哗啦啦的翻页声在室内伴随着空调声响起,许鸢双手交叉摆在腿上,坐得笔直,像极了等着老师批阅作业给评语的小学生。
“这次去美国怎么样?”周森问道。
说到这个,许鸢可不紧张了,她整理了一下语言:“收获很大。美国VE方在IPO这方面经验丰富,给我展示了许多当地律所之前的优秀案例,我看了以后觉得我们律所,尤其是以我为主的年轻人还有很多不足的地方,比如程序……”
“我没问你这个收获,”周森抬起头来,皱眉,“我说你自己。

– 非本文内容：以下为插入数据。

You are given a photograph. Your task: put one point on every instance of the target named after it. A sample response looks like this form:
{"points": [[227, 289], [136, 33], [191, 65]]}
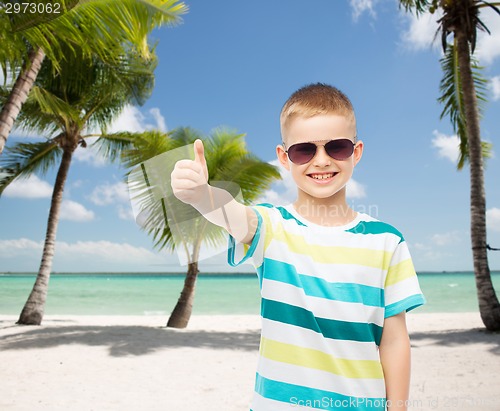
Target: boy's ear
{"points": [[358, 152], [282, 156]]}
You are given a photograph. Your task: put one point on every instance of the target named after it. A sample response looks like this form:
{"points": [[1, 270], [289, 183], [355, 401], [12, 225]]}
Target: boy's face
{"points": [[334, 174]]}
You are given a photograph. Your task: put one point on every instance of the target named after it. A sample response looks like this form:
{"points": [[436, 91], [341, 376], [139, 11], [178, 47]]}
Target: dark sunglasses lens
{"points": [[340, 149], [301, 153]]}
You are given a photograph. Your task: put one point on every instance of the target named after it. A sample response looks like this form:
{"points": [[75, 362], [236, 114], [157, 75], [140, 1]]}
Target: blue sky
{"points": [[234, 64]]}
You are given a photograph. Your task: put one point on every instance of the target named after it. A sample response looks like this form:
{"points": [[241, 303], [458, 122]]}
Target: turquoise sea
{"points": [[153, 294]]}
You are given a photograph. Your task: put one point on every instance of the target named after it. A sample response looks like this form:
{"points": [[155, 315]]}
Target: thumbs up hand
{"points": [[189, 179]]}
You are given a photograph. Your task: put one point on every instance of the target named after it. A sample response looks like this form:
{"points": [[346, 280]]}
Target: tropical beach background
{"points": [[229, 66], [156, 294]]}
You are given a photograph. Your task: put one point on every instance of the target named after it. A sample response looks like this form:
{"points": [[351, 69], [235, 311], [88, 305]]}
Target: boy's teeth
{"points": [[321, 176]]}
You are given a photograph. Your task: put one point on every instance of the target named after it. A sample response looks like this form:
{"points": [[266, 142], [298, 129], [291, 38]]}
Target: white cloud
{"points": [[106, 250], [31, 187], [361, 6], [18, 247], [106, 194], [447, 146], [160, 120], [125, 212], [449, 238], [493, 219], [90, 155], [495, 88], [421, 31], [73, 211], [133, 120]]}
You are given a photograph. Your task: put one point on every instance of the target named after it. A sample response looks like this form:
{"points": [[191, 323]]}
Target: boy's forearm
{"points": [[220, 208], [395, 357]]}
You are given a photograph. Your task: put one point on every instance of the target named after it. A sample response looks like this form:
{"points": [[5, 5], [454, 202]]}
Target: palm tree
{"points": [[86, 94], [108, 29], [175, 225], [462, 90]]}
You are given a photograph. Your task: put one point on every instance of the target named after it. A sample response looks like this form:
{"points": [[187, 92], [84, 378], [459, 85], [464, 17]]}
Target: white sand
{"points": [[134, 363]]}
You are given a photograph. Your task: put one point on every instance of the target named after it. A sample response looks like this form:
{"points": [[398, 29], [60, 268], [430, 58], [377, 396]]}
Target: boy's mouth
{"points": [[322, 176]]}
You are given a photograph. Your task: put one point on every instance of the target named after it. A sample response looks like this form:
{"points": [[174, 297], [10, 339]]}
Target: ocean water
{"points": [[153, 294]]}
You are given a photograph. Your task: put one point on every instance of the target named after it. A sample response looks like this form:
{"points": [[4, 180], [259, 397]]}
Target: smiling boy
{"points": [[335, 283]]}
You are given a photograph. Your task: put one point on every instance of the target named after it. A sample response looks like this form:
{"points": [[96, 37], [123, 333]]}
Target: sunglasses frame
{"points": [[321, 145]]}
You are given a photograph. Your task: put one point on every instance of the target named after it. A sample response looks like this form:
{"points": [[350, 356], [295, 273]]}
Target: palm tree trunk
{"points": [[32, 313], [182, 312], [19, 93], [183, 309], [489, 307]]}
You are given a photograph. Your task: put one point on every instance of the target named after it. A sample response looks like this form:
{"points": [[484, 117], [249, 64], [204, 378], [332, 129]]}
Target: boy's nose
{"points": [[321, 158]]}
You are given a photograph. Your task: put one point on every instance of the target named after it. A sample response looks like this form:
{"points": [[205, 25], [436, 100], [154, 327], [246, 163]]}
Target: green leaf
{"points": [[24, 159], [452, 98]]}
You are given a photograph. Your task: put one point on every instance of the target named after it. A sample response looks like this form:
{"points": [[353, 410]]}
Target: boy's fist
{"points": [[189, 179]]}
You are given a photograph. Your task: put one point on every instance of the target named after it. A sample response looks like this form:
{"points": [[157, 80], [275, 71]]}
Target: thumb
{"points": [[199, 156]]}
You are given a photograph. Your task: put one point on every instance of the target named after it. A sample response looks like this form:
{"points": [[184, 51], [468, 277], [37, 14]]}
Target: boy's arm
{"points": [[394, 353], [189, 181]]}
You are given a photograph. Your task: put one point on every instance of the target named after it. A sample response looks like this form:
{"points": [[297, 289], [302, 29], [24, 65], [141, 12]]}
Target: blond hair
{"points": [[315, 99]]}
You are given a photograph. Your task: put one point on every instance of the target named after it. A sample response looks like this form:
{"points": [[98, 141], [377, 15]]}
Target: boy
{"points": [[335, 283]]}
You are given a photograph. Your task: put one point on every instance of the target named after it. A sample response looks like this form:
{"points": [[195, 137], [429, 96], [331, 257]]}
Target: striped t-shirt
{"points": [[325, 294]]}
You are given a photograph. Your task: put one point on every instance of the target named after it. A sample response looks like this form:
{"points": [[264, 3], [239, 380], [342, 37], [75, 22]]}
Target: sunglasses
{"points": [[302, 153]]}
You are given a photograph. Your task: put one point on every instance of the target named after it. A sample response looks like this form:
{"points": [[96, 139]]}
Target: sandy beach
{"points": [[134, 363]]}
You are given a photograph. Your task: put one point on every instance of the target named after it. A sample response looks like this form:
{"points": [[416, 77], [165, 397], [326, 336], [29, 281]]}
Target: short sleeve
{"points": [[402, 290], [239, 253]]}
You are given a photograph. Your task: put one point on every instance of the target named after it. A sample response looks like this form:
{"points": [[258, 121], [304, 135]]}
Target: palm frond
{"points": [[417, 6], [25, 159], [102, 27], [453, 101]]}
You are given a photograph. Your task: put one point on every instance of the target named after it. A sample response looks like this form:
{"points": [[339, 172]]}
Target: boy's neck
{"points": [[332, 211]]}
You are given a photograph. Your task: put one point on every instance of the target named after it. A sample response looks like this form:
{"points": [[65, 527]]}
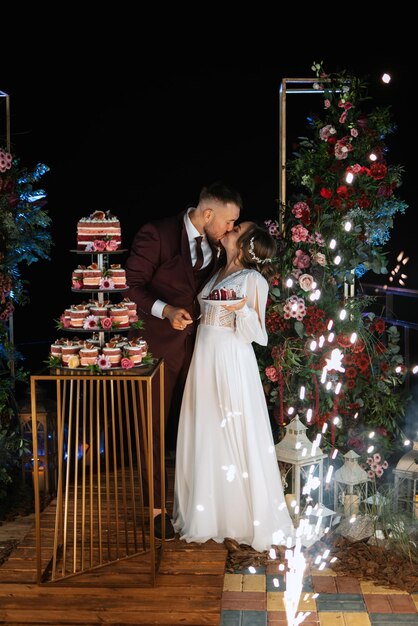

”
“我自己?”许鸢愣了一下。
好几秒,才明白他是什么意思。
许鸢刚从美国回来时,其实曾因为不同法系之间的法律适用不同有过很长一段时间的“水土不服”。也是那时,她在应聘中遇见了周森。
彼时,星越还不像现在这样,是魔都鼎鼎有名的新生代律所,而许鸢投简历,也只是为了一个保底,说到底她还是更倾向于那些中外合资的大所,薪资和工作前景都让人憧憬。
但她之所以选择了星越,是因为周森的一句话。
他低头看了一分钟她的简历,对她说:“来我这儿,五年,你能坐到我现在的位置上来。”
在星越工作的这几年,周森给她的帮助极大,从最开始手把手地带着她一个未正式挂证的律师助理做案子,到后来半教导式的让她独立办案,再到后来让她完全独立,许鸢的飞速进步,离不开周森的帮助,因此许鸢也是十分感激他的。
这五年里,他亦师亦友。
“如你所见。”许鸢举起了左手,在他面前晃了一下,笑得自然。
哪知道周森只是瞟了她一眼,手中写字的动作一停顿,说:“现在结婚会影响工作么?”
这会儿许鸢是彻底地怔住了。她原以为周森提这件事是站在朋友的角度说的,所以才会俏皮又轻松地回答,可她完全没想到他是站在“老板”的角度说的。
一下子,许鸢尴尬得头都抬不起来了,声音微弱:“也没,其实还没领证……”她停顿,想到了个完美答案,“而且我跟他不是因为恋爱才要结婚的,他是我以前的男朋友,所以……所以我们不会因为新婚耽误工作的。”
“嗯,那就行。”
周森合上了文件,严肃地看着她。
女人披着一件针织衫,针织衫下贴身的衬衣勾勒出了她窈窕的身形,又因为刚才的对话,她的脸紧张得泛红。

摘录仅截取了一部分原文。